Arsenal (italian Arsenale)
Major sights in Venice
An arsenal is a governmental establishment for the storing, development, manufacturing, testing, or repairing of arms, ammunition, and other war materiel.
For centuries, Venice was the centre of maritime trade and culture on the Mediterranean. Using its complex network of nautical routes, it connected various cultures, nations and languages.
The origins of the Arsenal date back to 1104, following some fires that destroyed a sequence of shipyards that were scattered throughout the city.
The evolution of the Arsenal structure was marked by a succession of extensions and by ongoing changes in the structures themselves, both following accidents, but above all, due to technical progress and historical events.
The "Old" Arsenal was built between 1100 and 1300, and the "New" Arsenal complex between 1300 and 1400, while the "Newest" Arsenal was built between 1473 and 1573.
The Arsenal represents a vast, striking and strategic area of the inner city covering about 32 hectares, of which 9 hectares are water. The structure complex has represented the fundamental heart of the Venetian economy and civil history, so much so that in 1509 the Senate officially defined it as the "heart of the Veneto region".
The geometrical laws on which this vast complex was based can still be seen in the elemental and repeated module of the shipyard, whose design was dictated by the simple rules of ship building techniques.
The only buildings used for complementary activities to ship building, have differing and sometimes considerable dimensions, such as the "Corderie" (the old rope factories), which is 317 meters long and the "Squadratori" building, which is 140 meters long.

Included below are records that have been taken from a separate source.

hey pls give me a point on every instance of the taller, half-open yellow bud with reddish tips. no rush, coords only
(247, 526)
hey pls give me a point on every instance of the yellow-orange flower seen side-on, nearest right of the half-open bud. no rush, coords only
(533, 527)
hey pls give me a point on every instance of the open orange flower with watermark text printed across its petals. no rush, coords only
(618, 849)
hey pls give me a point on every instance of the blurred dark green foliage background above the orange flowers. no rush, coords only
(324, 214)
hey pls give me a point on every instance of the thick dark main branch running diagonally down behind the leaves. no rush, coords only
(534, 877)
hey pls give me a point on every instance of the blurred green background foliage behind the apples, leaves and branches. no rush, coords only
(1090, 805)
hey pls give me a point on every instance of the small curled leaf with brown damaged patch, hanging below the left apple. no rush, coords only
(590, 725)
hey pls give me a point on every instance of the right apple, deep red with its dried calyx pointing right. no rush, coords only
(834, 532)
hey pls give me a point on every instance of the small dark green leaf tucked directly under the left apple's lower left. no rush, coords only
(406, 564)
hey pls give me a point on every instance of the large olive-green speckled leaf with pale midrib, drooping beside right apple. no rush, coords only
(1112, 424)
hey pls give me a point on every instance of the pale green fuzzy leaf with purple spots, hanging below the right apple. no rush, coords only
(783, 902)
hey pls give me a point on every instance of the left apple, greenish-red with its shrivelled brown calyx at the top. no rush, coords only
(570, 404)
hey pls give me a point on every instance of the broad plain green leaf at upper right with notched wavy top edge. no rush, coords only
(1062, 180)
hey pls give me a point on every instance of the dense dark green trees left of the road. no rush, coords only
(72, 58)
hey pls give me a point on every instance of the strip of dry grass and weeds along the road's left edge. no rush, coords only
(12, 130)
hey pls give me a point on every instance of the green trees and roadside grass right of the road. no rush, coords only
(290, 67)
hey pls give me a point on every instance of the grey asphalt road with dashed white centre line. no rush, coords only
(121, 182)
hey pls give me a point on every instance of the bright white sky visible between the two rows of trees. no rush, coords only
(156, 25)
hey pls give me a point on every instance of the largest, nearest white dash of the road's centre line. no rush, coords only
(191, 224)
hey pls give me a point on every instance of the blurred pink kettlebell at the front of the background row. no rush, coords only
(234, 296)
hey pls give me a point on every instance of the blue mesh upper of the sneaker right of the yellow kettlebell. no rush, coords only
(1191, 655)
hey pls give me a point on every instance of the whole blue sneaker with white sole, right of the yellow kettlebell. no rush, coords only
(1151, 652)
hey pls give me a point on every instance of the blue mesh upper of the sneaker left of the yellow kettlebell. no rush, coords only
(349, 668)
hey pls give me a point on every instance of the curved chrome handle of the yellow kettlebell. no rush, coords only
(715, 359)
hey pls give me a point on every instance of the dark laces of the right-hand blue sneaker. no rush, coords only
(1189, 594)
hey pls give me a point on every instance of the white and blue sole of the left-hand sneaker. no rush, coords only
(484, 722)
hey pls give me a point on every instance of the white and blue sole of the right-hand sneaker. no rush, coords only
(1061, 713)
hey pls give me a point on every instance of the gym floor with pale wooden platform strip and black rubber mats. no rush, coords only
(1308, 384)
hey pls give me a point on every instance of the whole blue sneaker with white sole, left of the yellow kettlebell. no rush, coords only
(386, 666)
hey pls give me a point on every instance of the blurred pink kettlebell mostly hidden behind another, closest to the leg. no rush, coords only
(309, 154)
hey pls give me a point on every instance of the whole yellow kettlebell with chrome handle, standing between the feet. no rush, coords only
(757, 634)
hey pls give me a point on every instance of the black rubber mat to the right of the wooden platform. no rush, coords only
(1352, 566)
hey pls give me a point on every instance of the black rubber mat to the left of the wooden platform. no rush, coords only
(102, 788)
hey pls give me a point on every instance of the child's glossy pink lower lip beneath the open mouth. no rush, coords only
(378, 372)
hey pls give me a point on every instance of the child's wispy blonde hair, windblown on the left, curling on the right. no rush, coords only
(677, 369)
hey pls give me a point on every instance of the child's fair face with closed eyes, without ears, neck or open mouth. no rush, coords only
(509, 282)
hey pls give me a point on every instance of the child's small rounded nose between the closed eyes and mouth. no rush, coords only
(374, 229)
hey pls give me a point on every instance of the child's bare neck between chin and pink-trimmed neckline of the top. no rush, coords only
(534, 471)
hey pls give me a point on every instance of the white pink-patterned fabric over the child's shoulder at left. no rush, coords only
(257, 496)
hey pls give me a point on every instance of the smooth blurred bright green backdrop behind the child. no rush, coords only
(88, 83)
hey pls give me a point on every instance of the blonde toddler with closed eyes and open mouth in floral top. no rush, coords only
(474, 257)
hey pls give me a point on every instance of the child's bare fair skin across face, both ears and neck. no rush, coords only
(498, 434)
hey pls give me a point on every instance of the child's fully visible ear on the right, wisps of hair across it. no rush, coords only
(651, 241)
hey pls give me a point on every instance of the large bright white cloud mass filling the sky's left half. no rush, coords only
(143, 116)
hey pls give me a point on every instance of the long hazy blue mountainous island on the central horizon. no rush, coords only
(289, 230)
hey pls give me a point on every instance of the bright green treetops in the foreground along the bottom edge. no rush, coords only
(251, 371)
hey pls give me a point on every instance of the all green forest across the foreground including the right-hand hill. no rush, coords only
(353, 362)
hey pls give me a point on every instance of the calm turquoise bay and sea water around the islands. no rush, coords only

By 1400, the Arsenal was already the world’s most extensive industrial complex, with 3,000 employees (known as “Arsenalotti”) and a production capacity which, by the 1500s, had reached no less than six galleys a month.
In the wake of the devastation of the Arsenal in 1797 by the French, before their surrender to Austria, rebuilding work was undertaken during the period of Austrian rule between 1814-30. This was followed by the creation of new earthworks and dry docks in the sandbank area to the north of the Arsenal in 1875-78, immediately after the annexation of Venice by Italy.
It was during this period that the Arsenal’s docks saw the building of some of the Italian Navy’s greatest ships, including the cruiser Amerigo Vespucci (1882), the battleships Francesco Morosini (1885) and Sicilia (1891), the scout Quarto and the submarines Nautilus and Nereide.
From 1900, shipbuilding was transferred to private shipyards and no longer took place in the arsenals.
Part of the Arsenal is still under the control of the military authorities, and legally speaking, remains state property.
Today, the Arsenal lies in a state of decay, but remains the subject of an important debate in the local community, because it could provide an ideal complex from which to re-launch development in this historic city, and be an excellent site for new, compatible, high-technology production activities.
Today you can find at the Arsenal of Venice the Teatro alle Tese and the Teatro Piccolo Arsenale, created by converting some of the Arsenal's buildings which, in addition to the Corderie, are among the most important and mesmerizing venues for artistic and musical events during the Venice Biennale.